Vie scientifique | Séminaires / Conférences
L’inclusion financière en Inde - Interventions de Tara NAIR et Isabelle GUÉRIN
Séance de l'atelier "Villes et régions dans la mondialisation" et projet FINED (CESSMA)
[Salle 638, 190 avenue de France 75013 Paris]
In Pursuit of an Inclusive Financescape in India: Changing Course, Shifting Goals
Tara Nair, Professor, Gujarat Institute of Development Research, Ahmedabad, India (Exchange Scholar under the Indo-French Programme of Cooperation in Social Sciences, FMSH/ICSSR)
Financial inclusion, an expression that gained prominence in India since the mid-2000s, refers to the process of making the benefits of banking available to those sections excluded from financial markets due to a variety of reasons. Though India had undertaken many initiatives in the past (including bank nationalization, introduction of lead bank scheme and service area approach, incorporation of regional rural banks, and mainstreaming of self help group-bank linkage programme) to extend the reach of banks to the unbanked population segments, financial inclusion became focused and structured project since 2005. The new institutional arrangements (zero balance accounts, branchless banking, business correspondent/business facilitator [BC/BF] model, and the latest Jan Dhan Yojana) introduced in the financial services sphere during this period have been radically different from those pursued in the previous decades.
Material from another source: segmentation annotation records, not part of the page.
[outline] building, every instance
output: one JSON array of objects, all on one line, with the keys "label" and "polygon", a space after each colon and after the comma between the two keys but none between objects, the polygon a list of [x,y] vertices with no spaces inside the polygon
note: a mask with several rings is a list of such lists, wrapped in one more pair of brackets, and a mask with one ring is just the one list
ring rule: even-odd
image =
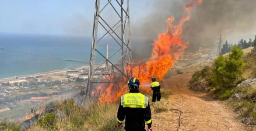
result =
[{"label": "building", "polygon": [[67,72],[66,75],[67,76],[77,77],[79,76],[79,71],[77,70],[69,70]]},{"label": "building", "polygon": [[30,98],[31,100],[44,100],[47,99],[49,98],[49,97],[32,97]]},{"label": "building", "polygon": [[10,81],[8,82],[6,82],[6,83],[9,83],[11,86],[14,86],[14,83],[17,83],[18,85],[20,83],[28,83],[28,81],[25,79],[19,79],[16,80]]}]

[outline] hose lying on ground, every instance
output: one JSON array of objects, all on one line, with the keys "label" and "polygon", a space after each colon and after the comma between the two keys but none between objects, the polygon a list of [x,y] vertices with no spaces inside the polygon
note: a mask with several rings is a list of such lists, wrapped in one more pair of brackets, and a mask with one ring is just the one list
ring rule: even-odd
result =
[{"label": "hose lying on ground", "polygon": [[179,126],[180,126],[180,117],[181,116],[181,114],[182,113],[183,113],[183,112],[182,112],[182,111],[179,110],[179,109],[174,109],[174,108],[170,108],[164,104],[163,104],[165,107],[168,108],[169,109],[170,109],[171,110],[176,110],[178,111],[179,112],[179,126],[178,127],[178,128],[177,128],[177,131],[179,131]]}]

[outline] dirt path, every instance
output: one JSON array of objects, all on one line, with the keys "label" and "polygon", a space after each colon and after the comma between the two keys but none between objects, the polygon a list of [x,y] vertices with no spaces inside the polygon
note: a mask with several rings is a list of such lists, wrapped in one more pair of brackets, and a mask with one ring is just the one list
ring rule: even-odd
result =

The presentation would strive to locate historically the philosophy and strategies of financial inclusion in India and to critically review the emerging financial inclusion architecture in the light of the restructuring of the banking sector (setting up of niche banks, formalisation of microfinance entities, proposed changes in the ownership structure of banks including that of regional rural banks RRBs, and the uncertain prospects of the SHG-Bank linkage programme).
Separate Self, Interdependent Self and New Financial Technologies. Lessons From Rural Southern India
Isabelle Guérin, Directrice de recherche, IRD-Cessma, affiliée à l'Institut Français de Pondichéry
In southern India, a massive effort has been made over the past decade to bank the unbanked. This has involved channelling social benefits through bank accounts, and using new technologies that allow transactions to be made in villages. This paper looks at how the various facets of money and finance have been affected by this “financial inclusion” programme. We first show that “bancarisation” is still far from well established. Most clients in fact have no contact at all with the banks, which remain a distant, unfamiliar world to them and bank saving remain negligible. Far beyond technical barriers, we argue that conflicting meanings of money and finance explain the low penetration of the banking “culture”. Bank saving promotes a world view which is at odds with local norms and practices: money and finance are not thought about as the individual practices of separate individuals, but as a means to facilitate and cement social relations between interdependent individuals. Immobile, stored money is considered useless: money should circulate.